From: Bjorn Helgaas <bhelgaas@google.com>
To: Wei Yang <weiyang@linux.vnet.ibm.com>
Cc: benh@au1.ibm.com, linux-pci@vger.kernel.org,
linuxppc-dev@lists.ozlabs.org, gwshan@linux.vnet.ibm.com,
Donald Dutile <ddutile@redhat.com>,
Myron Stowe <myron.stowe@redhat.com>
Subject: Re: [PATCH V9 03/18] PCI: Add weak pcibios_iov_resource_size() interface
Date: Tue, 18 Nov 2014 18:12:43 -0700 [thread overview]
Message-ID: <20141119011243.GA23467@google.com> (raw)

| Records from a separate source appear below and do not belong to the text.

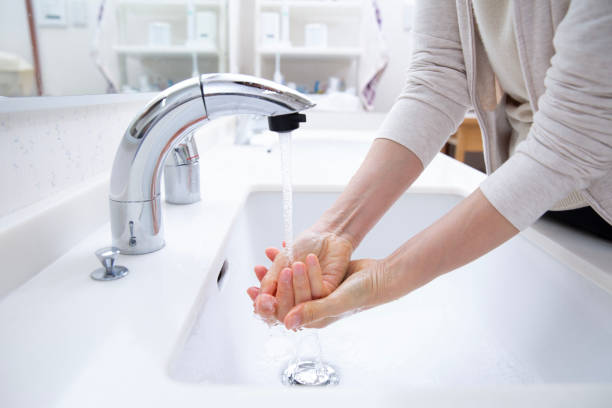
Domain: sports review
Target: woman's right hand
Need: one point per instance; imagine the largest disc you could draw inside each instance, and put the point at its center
(325, 257)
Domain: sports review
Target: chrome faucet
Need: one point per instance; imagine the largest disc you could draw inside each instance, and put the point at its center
(164, 124)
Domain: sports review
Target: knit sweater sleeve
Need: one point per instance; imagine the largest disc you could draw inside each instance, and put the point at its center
(435, 97)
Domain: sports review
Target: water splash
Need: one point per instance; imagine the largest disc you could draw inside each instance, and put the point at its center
(285, 149)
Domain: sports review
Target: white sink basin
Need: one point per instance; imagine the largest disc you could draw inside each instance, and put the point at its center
(516, 316)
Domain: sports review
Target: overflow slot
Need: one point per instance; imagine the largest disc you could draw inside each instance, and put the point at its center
(221, 277)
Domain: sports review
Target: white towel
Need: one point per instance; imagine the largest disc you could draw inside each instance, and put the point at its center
(375, 55)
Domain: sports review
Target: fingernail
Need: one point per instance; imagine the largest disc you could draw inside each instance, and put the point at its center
(267, 307)
(298, 267)
(293, 322)
(311, 259)
(286, 275)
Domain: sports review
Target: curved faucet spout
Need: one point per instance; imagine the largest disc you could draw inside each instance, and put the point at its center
(135, 205)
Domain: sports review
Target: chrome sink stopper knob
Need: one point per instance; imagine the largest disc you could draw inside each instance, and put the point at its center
(110, 271)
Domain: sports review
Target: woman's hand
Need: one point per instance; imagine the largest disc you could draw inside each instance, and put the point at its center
(296, 307)
(322, 262)
(363, 288)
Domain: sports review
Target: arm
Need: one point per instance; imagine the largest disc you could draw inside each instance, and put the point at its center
(387, 171)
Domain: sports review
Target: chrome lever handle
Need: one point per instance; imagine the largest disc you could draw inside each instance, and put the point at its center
(107, 257)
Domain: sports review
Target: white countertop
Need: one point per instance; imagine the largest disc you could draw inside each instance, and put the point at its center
(66, 340)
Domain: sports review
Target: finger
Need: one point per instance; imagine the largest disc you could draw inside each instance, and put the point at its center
(271, 253)
(284, 295)
(301, 286)
(269, 282)
(314, 312)
(315, 276)
(253, 291)
(265, 305)
(260, 272)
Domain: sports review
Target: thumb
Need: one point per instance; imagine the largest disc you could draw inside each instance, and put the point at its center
(321, 312)
(355, 293)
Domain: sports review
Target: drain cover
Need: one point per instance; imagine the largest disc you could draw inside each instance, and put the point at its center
(310, 373)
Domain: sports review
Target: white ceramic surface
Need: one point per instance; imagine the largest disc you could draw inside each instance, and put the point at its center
(516, 316)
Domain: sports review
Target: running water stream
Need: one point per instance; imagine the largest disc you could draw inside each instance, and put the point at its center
(301, 371)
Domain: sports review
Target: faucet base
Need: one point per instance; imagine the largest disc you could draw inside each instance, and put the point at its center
(137, 226)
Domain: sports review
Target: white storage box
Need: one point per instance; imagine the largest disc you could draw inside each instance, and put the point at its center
(16, 76)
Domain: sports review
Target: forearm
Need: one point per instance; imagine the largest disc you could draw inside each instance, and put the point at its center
(470, 230)
(387, 171)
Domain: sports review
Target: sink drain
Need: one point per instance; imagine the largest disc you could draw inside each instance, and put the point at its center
(310, 373)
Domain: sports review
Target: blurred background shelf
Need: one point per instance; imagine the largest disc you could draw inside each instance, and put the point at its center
(157, 41)
(311, 52)
(160, 51)
(284, 47)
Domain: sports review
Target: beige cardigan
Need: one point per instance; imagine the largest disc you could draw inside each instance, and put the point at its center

In-Reply-To: <1414942894-17034-4-git-send-email-weiyang@linux.vnet.ibm.com>
[+cc Don, Myron]
Hi Wei,
On Sun, Nov 02, 2014 at 11:41:19PM +0800, Wei Yang wrote:
> When retrieving VF IOV BAR in virtfn_add(), it will divide the total PF's IOV
> BAR size with the totalVF number. This is true for most cases, while may not
> be correct on some specific platform.
>
> For example on PowerNV platform, in order to fix PF's IOV BAR into a hardware
> alignment, the PF's IOV BAR size would be expended. This means the original
> method couldn't work.
>
> This patch introduces a weak pcibios_iov_resource_size() interface, which
> gives platform a chance to implement specific method to calculate the VF BAR
> resource size.
>
> Signed-off-by: Wei Yang <weiyang@linux.vnet.ibm.com>
> ---
> drivers/pci/iov.c | 27 +++++++++++++++++++++++++--
> include/linux/pci.h | 5 +++++
> 2 files changed, 30 insertions(+), 2 deletions(-)
>
> diff --git a/drivers/pci/iov.c b/drivers/pci/iov.c
> index 4d1685d..6866830 100644
> --- a/drivers/pci/iov.c
> +++ b/drivers/pci/iov.c
> @@ -61,6 +61,30 @@ static void virtfn_remove_bus(struct pci_bus *physbus, struct pci_bus *virtbus)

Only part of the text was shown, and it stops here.